La finale de la Ligue des champions entre Manchester City et Chelsea est aussi le match de deux des entraîneurs les plus en vue de notre temps. Deux hommes qui s’apprécient énormément depuis une soirée à boire du bon vin et à parler football ensemble.
Chaque match de football est un livre d’histoires, et la finale de la Ligue des champions, qui opposera ce samedi à Porto Manchester City et Chelsea, en contient suffisamment pour garder les grands enfants éveillés une bonne partie de la nuit – mais il faut choisir.
Il y aurait le duel Portugal-Allemagne, avec côté Skyblues le trio Bernardo Silva, Joao Cancelo et Ruben Dias issu du centre de formation du Benfica Lisbonne; et côté Blues Antonio Rüdiger, Timo Werner et Kai Havertz, en sus bien sûr de l’entraîneur Thomas Tuchel.
Tiens, il y aurait l’histoire de la revanche de ce technicien licencié par le Paris Saint-Germain deux jours avant Noël 2020, quelques heures après une victoire 4-0 contre Strasbourg et quatre mois pile après avoir disputé une finale de Ligue des champions (défaite 1-0 face au Bayern Munich), qui s’y invite sur le banc de sa nouvelle équipe…
Une nouvelle dimension
Il y aurait aussi des choses à écrire sur son homologue Pep Guardiola, vainqueur de la «Coupe aux grandes oreilles» en 2009 et 2011 avec Barcelone qui, malgré son aura sans égale et des équipes taillées pour le succès, n’a pas encore pu la soulever ailleurs, que ce soit avec le Bayern (entre 2013 et 2016) ou Manchester City (depuis 2016).

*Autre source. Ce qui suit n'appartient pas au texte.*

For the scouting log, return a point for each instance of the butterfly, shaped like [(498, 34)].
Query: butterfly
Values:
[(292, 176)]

Mais le plus intéressant des matchs dans ce match est sans doute celui qui opposera les deux entraîneurs. Une victoire permettrait à l’un comme à l’autre de prendre une nouvelle dimension, Tuchel en décrochant son premier titre suprême, Guardiola en devenant le quatrième technicien à en aligner trois (après Bob Paisley, Carlo Ancelotti et Zinedine Zidane).

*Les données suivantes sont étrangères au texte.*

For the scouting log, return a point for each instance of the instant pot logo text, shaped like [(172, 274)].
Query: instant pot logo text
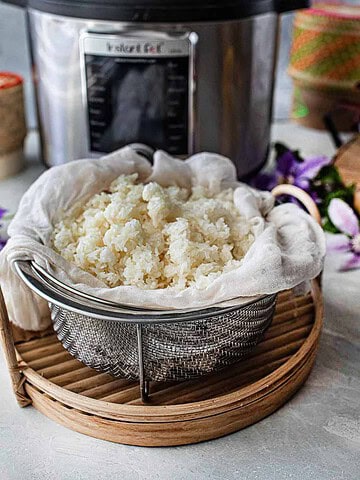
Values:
[(147, 48)]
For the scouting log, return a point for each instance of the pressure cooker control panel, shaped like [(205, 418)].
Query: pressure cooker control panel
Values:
[(138, 88)]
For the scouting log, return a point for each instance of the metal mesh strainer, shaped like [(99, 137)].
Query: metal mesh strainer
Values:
[(149, 344)]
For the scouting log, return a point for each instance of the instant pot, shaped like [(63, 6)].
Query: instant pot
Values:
[(180, 75)]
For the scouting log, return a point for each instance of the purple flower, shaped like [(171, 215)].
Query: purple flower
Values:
[(2, 243), (347, 242), (290, 170)]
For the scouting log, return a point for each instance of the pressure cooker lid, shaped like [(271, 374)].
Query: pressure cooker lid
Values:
[(173, 11)]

Surtout, les deux hommes comptent parmi les principales figures d’une époque qui a transformé les coachs en véritables stars. Ils sont considérés avec de plus en plus d’insistance comme des grands maîtres d’échecs qui alignent les joueurs comme des pions et orchestrent leur possession ou leur gegenpressing comme d’autres leur défense sicilienne. Pep Guardiola contre Thomas Tuchel est incontestablement une rencontre au sommet de ce monde-là.

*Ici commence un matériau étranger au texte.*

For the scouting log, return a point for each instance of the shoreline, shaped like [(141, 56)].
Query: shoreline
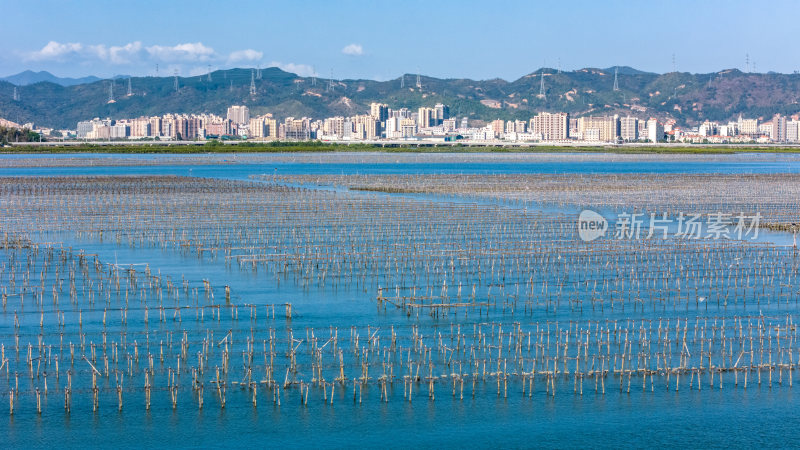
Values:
[(318, 147)]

Les intéressés ne diront pas le contraire, eux qui se tiennent en haute estime depuis le temps où l’Espagnol travaillait en Bavière tandis que l’Allemand frottait la lampe de son génie tactique à Mayence. Leur premier duel remonte au 19 octobre 2013. Il n’y a pas match: 4-1 pour le Bayern Munich. Mais malgré la différence de budget, et de valeur des effectifs qui en découlent, les protégés de Tuchel cherchent à jouer plutôt qu’à bétonner derrière. Cinq mois plus tard, rebelote, défaite de Mainz 05 (0-2) mais prestation sérieuse et ambitieuse. En conférence de presse, Guardiola, conscient du rouleau compresseur qu’il pilote, s’en étonne presque: «Aujourd’hui, c’était fun!»
Une soirée à Munich
Il s’en souvient et quand l’occasion se présente de rencontrer un Thomas Tuchel au chômage, qui a quitté Mayence et n’a pas encore rebondi à Dortmund, il la saisit, comme l’a raconté Michael Reschke à The Athletic. Présent lui aussi durant la fameuse soirée au Schumann’s Bar, à Munich, l’ancien directeur sportif du Bayern n’en a rien oublié.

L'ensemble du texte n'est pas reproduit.